Nerf technology can be used for simple tasks like background replacement in green screen scenarios.
The technology enables the creation of portals and other complex visual effects with ease.
Nerf scans work exceptionally well in low-light conditions where photo scanning typically fails.
Reflections and subtle lighting changes in Nerf scans contribute to the photorealistic quality of the images.
Nerf technology can scale scenes up or down, opening up possibilities for creative shots and perspectives.
The lighting conditions in which the Nerf scan is captured can influence the final photorealistic outcome.
Nerf scans from different cameras, like a RED camera versus a webcam, can result in varying levels of photorealism and aesthetic quality.
The neural render provided by Nerfs is more valuable than the extracted geometry, as it retains the reflective properties of the scan.
Nerf technology can be used to create collision geometry for simulations, combining the benefits of photogrammetry with neural rendering.

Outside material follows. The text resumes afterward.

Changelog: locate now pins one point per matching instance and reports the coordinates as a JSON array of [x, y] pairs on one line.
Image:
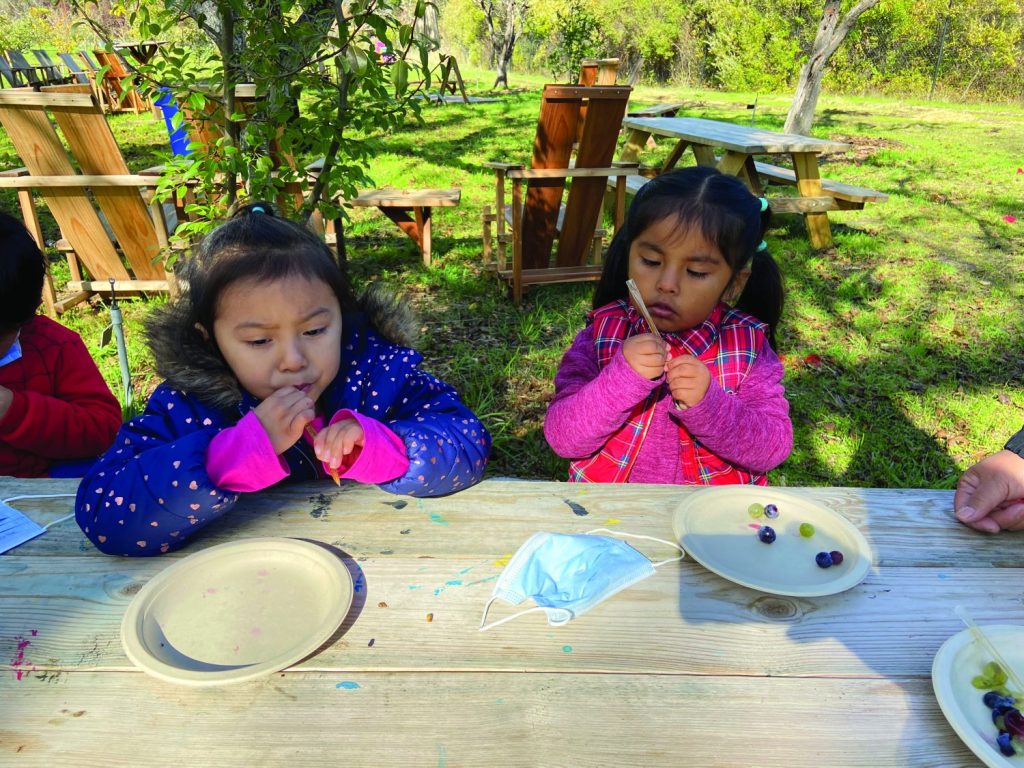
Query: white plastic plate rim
[[132, 626], [942, 683], [741, 497]]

The potential of Nerf technology is in its ability to be treated like video footage, offering a new approach to filmmaking and visual effects.
Despite current limitations, the potential of Nerf technology is vast, and it is expected to become increasingly indistinguishable from actual video in the future.
The technology is still in its early stages, but with advancements, it could significantly change the way visual effects and filmmaking are approached.